By analyzing the presented data, we have noticed some mutation patterns (Table 1). Very often serine, a residue susceptible to phosphorylation, was substituted by a residue that is devoid of hydroxyl group, thereby unable be targeted to undergo such PTMs, for example: AHR/S733F, AHRR/S53G, SIM1/S3L, SIM1/S680L, Hif-2α/S703A, NPAS4/S683I ARNT2/S332L or BMAL1/S90I. On the contrary, often some residues predicted as involved in LLPS were substituted by serine, for example: AHR/P838S, AHRR/P283S SIM1/G271S, SIM2/P57S, Hif-2α/P531S, NPAS4/P194S, and ARNT2/P423S. These observations suggest that the peculiarities of the protein PTM pattern, especially within its IDR regions, is important for disease development.
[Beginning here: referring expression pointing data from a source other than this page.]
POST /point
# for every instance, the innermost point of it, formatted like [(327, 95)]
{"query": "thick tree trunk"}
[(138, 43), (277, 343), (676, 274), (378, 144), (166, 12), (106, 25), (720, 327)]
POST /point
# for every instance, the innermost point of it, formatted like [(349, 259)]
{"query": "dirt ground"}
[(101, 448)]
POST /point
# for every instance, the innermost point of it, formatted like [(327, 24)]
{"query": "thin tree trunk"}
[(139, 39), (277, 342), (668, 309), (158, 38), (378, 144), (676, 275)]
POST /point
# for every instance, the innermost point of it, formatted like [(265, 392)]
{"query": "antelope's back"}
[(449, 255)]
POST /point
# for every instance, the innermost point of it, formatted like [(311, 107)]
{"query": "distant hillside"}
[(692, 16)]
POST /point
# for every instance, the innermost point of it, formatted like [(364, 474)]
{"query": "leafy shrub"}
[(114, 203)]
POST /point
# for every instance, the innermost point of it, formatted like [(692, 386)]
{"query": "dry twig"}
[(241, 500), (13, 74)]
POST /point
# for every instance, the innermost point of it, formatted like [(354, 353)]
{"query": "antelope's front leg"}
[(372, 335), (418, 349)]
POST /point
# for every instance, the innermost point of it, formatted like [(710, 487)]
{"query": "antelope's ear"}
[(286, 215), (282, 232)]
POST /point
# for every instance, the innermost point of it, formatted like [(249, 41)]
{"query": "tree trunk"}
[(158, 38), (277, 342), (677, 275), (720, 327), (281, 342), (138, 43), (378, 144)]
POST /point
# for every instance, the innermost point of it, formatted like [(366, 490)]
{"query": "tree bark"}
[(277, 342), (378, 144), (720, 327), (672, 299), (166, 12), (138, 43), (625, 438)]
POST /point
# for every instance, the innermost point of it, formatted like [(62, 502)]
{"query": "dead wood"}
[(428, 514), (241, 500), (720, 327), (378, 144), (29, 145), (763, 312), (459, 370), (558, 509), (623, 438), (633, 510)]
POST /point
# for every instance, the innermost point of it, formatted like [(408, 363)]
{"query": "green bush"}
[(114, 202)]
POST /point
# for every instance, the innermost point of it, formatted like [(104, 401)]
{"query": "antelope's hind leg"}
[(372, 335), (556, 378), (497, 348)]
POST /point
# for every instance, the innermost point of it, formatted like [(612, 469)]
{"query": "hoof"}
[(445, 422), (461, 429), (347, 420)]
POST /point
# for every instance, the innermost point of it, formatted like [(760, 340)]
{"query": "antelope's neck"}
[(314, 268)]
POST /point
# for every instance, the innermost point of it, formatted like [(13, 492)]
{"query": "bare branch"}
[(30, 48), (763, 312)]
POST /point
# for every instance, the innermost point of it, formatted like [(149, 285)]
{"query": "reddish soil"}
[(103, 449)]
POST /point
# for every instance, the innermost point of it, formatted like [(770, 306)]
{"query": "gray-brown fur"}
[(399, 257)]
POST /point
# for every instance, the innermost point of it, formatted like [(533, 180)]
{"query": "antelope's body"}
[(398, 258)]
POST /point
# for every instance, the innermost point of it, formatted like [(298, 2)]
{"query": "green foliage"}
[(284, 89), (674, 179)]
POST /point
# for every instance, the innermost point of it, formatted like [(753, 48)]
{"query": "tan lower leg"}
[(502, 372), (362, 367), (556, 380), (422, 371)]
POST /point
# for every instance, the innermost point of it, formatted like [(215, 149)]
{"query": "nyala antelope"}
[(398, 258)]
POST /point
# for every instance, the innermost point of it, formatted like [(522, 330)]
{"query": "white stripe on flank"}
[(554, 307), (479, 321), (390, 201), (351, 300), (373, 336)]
We also observed that the G/A substitution (for example, SIM1/A570G and ARNT2/G710A) could influence the folding propensity of the corresponding region, since glycine is a known helix-breaker, whereas alanine favors α-helix formation. Some mutations could obviously change the physico-chemical properties of a polypeptide chain. For example, E/K substitution causes the change of the sign of the amino acid residue charge (for example: AHR/E488K, SIM1/E155K, SIM2/E106K, Hif-2α/E82K, NPAS4/E724K, ARNT2/E72K or BMAL1/E65K). In other cases, however, for example for R/K (AHR/R554K, ARNT2/R240K) or L/I/V (AHR/V570I, AHRR/I226V, SIM1/V326I, SIM2/V76I, SIM2/L283V, NPAS4/I639V, ARNT2/V110I, BMAL1/V162I), substitution impact was not so obvious, though such substitution also resulted in a deleterious effect. An example would be the K537R mutation of BMAL1, which prevented acetylation of this protein and resulted in inhibition of transcriptional repression important for the rhythmicity of circadian clock [108]. Another example is given by the V304I mutation of the bHLH-PAS family member, NPAS3. In fact, V304I was identified as an NPAS3 missense variant associated with psychiatric disorders. Although the V304I mutation located in the PAS linker did not alter the protein’s molecular function, mutation in the disordered region of NPAS3 led to the aggregation of this protein, which resulted in schizophrenia [111,112]. This has led us to hypothesize that some mutations could impact IDRs, thus promoting their misfolding and aggregation. Amyloid structures are widespread in nature for beneficial purposes, such as the formation of functional amyloids. However, misfolding and aggregation can lead to the formation of toxic amyloids often associated with the appearance of aberrant interactions of oligomeric intermediates with endogenous cellular components [113] resulting in disease development. Interestingly, although some proteins containing long IDRs were shown to have a propensity toward aggregate formation, it was also proposed that this aggregation tendency could be due to the aggregation-prone properties of the structured regions of the aggregating proteins [114]. In line with recent studies [115], we hypothesize that, in some cases, mutations could lead to the enhanced protein aggregation by modulating the exposure of the aggregation-prone regions.

Functionalities of IDPs and proteins containing IDRs usually rely on their abilities to interact with other proteins to form complexes and finally to organize PPI networks. This ensures the connection of different signaling pathways and promotes the creation of larger networks [116]. Protein interactivity can be evaluated using a publicly available computational platform STRING, which integrates all the information on PPIs, complements it with computational predictions and returns a PPI network showing all possible PPIs of a query protein(s) [117]. STRING-generated visualization of the internal interactome of selected bHLH-PAS members is presented in Figure 7. In line with earlier studies, Figure 7 shows that the bHLH-PAS proteins can interact with each other forming a rather well-linked PPI network.

Figure 7

STRING-based interactome between selected representatives of bHLH-PAS transcription factor (TF) proteins (an internal protein-protein interaction network (PPI)). In the corresponding STRING-generated network, the nodes correspond to proteins, whereas the edges show predicted or known functional associations. Seven types of evidence are used to build the corresponding network, where they are indicated by the differently colored lines: a green line represents neighborhood evidence; a red line—the presence of fusion evidence; a purple line—experimental evidence; a blue line—co-occurrence evidence; a light blue line—database evidence; a yellow line—text mining evidence; and a black line—co-expression evidence.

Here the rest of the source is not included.